Non si ravvisa pertanto nè una motivazione assolutamente mancante di motivi sotto l’aspetto materiale e grafico nè tanto meno apparente o contenente affermazioni tra loro inconciliabili, perplessa o obiettivamente incomprensibile di tal che le censure formulate si palesano inammissibili.

Quanto all’ultimo motivo di ricorso, avente ad oggetto la richiesta di condanna della ASP di Caltanissetta al pagamento delle spese del giudizio, l’esame resta assorbito dalla reiezione delle altre censure.

In conclusione e per le ragioni su esposte il ricorso deve essere complessivamente rigettato.

Le spese seguono la soccombenza e sono liquidate in dispositivo.

La circostanza che il ricorso sia stato proposto in tempo posteriore al 30 gennaio 2013 impone di dar atto dell’applicabilità del D.P.R. 30 maggio 2002, n. 115, art. 13, comma 1 quater, nel testo introdotto dalla L. 24 dicembre 2012, n. 228, art. 1, comma 17. Invero, in base al tenore letterale della disposizione, il rilevamento della sussistenza o meno dei presupposti per l’applicazione dell’ulteriore contributo unificato costituisce un atto dovuto, poichè l’obbligo di tale pagamento aggiuntivo non è collegato alla condanna alle spese, ma al fatto oggettivo – ed altrettanto oggettivamente insuscettibile di diversa valutazione – del rigetto integrale o della definizione in rito, negativa per l’impugnante, dell’impugnazione, muovendosi, nella sostanza, la previsione normativa nell’ottica di un parziale ristoro dei costi del vano funzionamento dell’apparato giudiziario o della vana erogazione delle, pur sempre limitate, risorse a sua disposizione (così Cass., Sez. Un., n. 22035/2014).

PQM

La Corte, rigetta il ricorso.

Condanna parte ricorrente al pagamento delle spese del giudizio che si liquidano in Euro 2500,00 per compensi professionali, Euro 100,00 per esborsi, 15% per spese forfetarie ed accessori come per legge.

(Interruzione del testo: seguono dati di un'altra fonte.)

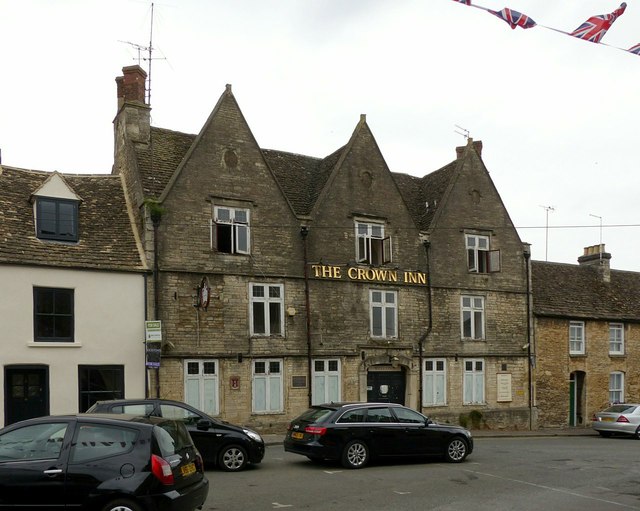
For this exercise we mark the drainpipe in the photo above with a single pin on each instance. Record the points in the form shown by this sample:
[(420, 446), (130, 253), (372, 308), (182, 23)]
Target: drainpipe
[(427, 246), (304, 232), (527, 260), (155, 218)]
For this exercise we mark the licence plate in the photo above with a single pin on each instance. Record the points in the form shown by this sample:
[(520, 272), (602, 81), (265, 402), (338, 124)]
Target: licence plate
[(188, 469)]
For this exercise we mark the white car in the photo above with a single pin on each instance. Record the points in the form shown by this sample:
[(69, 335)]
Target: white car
[(622, 419)]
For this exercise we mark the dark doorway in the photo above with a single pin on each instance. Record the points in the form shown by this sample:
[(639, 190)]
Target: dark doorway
[(385, 385), (577, 392), (99, 382), (26, 393)]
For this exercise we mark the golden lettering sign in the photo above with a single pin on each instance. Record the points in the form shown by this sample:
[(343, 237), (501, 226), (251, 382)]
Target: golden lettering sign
[(366, 274)]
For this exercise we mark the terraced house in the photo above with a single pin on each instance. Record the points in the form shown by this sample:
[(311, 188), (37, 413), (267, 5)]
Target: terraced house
[(587, 323), (72, 306), (283, 280)]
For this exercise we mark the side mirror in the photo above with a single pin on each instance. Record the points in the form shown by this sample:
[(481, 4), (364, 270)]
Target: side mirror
[(204, 424)]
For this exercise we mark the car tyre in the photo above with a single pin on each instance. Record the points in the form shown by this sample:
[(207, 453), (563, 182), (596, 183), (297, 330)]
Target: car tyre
[(355, 454), (457, 450), (233, 458), (122, 505)]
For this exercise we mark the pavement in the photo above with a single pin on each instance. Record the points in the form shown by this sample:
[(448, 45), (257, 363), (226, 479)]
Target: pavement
[(277, 439)]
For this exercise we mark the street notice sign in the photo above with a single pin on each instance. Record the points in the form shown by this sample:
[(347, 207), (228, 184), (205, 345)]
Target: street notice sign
[(153, 331)]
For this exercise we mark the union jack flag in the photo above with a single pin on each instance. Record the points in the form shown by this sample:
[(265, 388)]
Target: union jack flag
[(596, 27), (635, 49), (514, 18)]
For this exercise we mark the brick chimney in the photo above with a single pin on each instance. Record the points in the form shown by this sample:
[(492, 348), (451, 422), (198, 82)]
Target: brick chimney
[(596, 256), (477, 145), (132, 85), (134, 115)]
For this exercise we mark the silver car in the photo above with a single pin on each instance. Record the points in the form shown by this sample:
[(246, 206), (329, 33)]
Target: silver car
[(623, 419)]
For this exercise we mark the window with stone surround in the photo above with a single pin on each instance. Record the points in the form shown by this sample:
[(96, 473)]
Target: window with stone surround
[(616, 387), (57, 219), (576, 338), (616, 339), (480, 259), (372, 247), (267, 309), (435, 382), (201, 385), (326, 377), (473, 384), (383, 314), (472, 317), (230, 230)]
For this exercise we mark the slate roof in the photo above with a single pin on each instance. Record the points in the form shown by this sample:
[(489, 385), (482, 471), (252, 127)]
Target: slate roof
[(163, 155), (301, 177), (578, 291), (420, 191), (106, 237)]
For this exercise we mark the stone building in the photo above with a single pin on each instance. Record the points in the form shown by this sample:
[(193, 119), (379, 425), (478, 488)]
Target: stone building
[(587, 328), (283, 280)]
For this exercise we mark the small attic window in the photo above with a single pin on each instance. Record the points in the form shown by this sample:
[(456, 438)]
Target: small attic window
[(57, 219), (230, 158)]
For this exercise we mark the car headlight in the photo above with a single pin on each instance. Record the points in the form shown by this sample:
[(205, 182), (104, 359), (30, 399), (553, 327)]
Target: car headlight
[(253, 435)]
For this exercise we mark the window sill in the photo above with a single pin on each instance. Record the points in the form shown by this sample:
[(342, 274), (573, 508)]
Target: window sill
[(53, 344)]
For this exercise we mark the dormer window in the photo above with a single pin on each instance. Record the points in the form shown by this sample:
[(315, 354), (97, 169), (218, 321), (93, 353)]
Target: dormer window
[(230, 230), (57, 219), (479, 258), (372, 246)]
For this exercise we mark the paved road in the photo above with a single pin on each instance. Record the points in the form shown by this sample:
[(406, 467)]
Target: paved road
[(585, 473)]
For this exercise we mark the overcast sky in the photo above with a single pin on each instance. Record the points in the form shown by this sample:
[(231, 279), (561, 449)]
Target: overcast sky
[(558, 116)]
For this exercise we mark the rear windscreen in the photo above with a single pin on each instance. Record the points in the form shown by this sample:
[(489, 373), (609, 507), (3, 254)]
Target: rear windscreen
[(172, 437), (315, 414)]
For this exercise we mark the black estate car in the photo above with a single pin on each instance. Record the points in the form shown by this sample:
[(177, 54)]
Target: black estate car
[(354, 433), (220, 443), (100, 463)]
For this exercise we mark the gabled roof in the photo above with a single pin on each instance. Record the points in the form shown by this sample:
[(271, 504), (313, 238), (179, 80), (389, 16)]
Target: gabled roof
[(158, 160), (302, 178), (423, 194), (579, 291), (106, 237)]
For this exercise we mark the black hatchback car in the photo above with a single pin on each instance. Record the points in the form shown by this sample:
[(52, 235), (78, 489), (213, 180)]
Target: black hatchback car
[(100, 463), (220, 443), (354, 433)]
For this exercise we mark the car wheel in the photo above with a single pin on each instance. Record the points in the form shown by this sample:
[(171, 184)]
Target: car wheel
[(355, 454), (122, 505), (456, 450), (232, 458)]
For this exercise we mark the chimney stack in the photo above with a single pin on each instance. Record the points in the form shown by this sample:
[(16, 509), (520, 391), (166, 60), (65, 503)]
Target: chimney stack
[(596, 256), (477, 145), (134, 115), (132, 85)]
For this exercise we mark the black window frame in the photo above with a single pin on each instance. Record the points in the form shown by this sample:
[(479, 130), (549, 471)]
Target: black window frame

Ai sensi del D.P.R. n. 115 del 2002, art. 13, comma 1 quater, dà atto della sussistenza dei presupposti per il versamento da parte della ricorrente dell’ulteriore importo a titolo di contributo unificato pari a quello dovuto per il ricorso a norma dell’art. 13, comma 1 bis del citato D.P.R..

Così deciso in Roma, il 20 ottobre 2016.